Does Geopolitical Risk Shape Innovation? Some Interesting Findings from the NBER Using our ICRG Risk Series
“The ICRG is the longest running and most comprehensive database of political risk.”
The line above introduces the use of our ICRG data on how innovation reacts to foreign political risk and its economic consequences.
Specifically, in a model that considers how foreign political shocks can disrupt the supply of foreign inputs, the authors show that greater political risk abroad increases domestic innovation, thereby lowering reliance on risky sourcing countries.
They then combine data on sector-level technology development with time-varying measures of industry-level exposure to foreign political risk and report three sets of empirical findings.
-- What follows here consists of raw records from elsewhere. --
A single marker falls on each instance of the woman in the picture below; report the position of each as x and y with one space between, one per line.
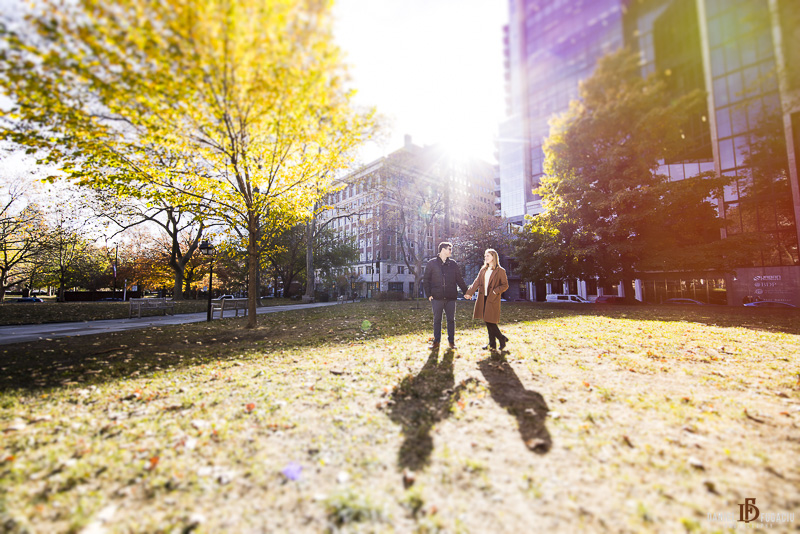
490 284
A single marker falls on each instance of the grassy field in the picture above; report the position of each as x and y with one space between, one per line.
617 419
57 312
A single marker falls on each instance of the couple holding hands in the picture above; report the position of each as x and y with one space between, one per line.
441 281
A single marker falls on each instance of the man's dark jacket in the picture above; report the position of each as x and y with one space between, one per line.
440 279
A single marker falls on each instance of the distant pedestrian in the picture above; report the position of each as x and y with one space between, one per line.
490 284
441 281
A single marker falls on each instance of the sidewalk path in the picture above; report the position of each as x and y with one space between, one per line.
35 332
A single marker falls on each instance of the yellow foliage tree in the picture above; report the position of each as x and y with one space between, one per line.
239 106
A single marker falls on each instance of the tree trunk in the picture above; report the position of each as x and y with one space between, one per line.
628 288
177 287
310 227
252 268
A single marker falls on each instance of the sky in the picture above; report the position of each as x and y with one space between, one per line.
434 68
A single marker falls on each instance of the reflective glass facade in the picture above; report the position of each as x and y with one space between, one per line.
749 128
551 46
725 47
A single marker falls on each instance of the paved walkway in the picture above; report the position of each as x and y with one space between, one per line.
35 332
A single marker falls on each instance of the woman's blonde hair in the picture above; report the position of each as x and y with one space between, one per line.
496 257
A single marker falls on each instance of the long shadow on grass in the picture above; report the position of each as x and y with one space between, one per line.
421 401
529 407
109 357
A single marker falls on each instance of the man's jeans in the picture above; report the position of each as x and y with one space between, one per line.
449 308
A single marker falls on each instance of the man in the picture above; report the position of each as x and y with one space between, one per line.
441 277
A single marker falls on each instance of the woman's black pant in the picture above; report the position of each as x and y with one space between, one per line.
492 328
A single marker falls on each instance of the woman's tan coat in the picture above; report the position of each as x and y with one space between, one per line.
498 284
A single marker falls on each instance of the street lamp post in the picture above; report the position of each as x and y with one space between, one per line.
207 249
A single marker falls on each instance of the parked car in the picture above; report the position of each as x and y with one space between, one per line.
683 302
770 304
609 299
567 298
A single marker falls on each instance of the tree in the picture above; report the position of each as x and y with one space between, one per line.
64 251
224 103
183 226
484 231
21 235
414 204
608 211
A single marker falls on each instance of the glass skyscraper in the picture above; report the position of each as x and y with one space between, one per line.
743 53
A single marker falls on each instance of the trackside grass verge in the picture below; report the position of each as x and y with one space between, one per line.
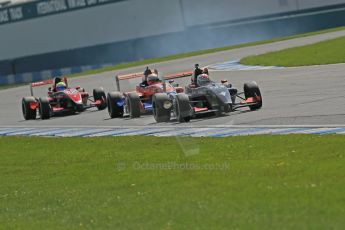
253 182
322 53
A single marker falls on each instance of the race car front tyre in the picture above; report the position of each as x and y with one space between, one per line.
44 108
162 106
252 90
115 104
183 108
99 94
28 112
133 102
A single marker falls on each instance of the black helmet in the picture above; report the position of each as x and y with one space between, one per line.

First, sectors and commodities with higher exposure to foreign political risk exhibit significantly greater innovative activity. This finding holds across sectors in the US, across country-sector pairs in a global sample, and across critical minerals that are essential for modern economic activity.
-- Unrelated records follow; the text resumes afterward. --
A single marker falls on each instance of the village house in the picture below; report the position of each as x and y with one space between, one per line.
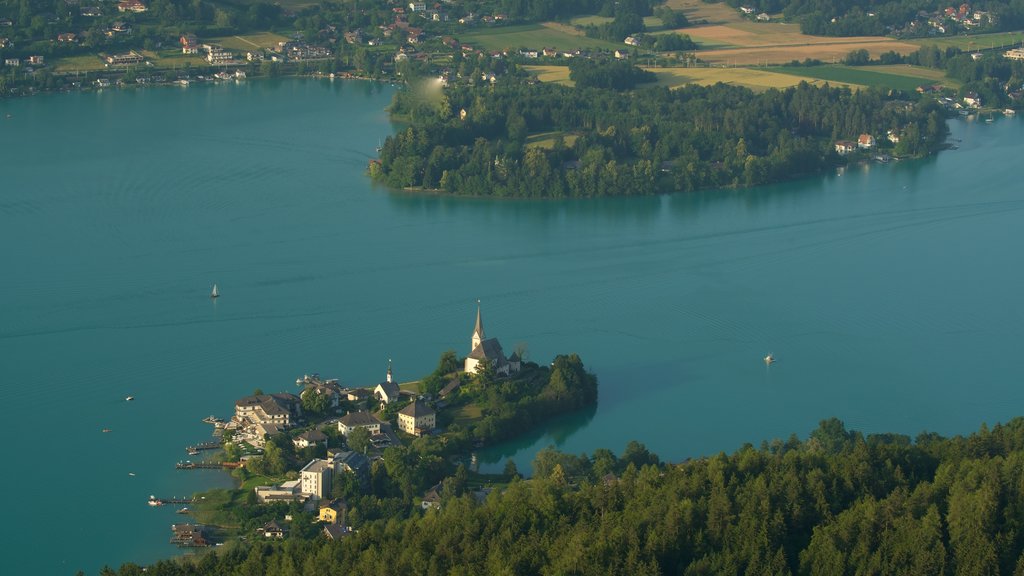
216 54
348 461
335 531
315 478
314 384
488 350
282 409
1014 54
131 6
272 530
417 418
309 438
432 498
333 511
132 57
353 420
845 147
189 45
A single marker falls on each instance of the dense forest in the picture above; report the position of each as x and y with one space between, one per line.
839 502
475 140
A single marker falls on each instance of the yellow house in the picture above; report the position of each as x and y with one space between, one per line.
333 512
Second, the response of innovation is particularly strong when risk emanates from geopolitical adversaries. This is consistent with our finding that trade restrictions are more likely to emerge between non-allies following a rise in political risk in either country.
Third, directed innovation reduces countries’ reliance on imports from risky foreign markets. In doing so, technological change abroad amplifies the negative effects of domestic political risk on export performance.
There is an upside to geopolitical risk.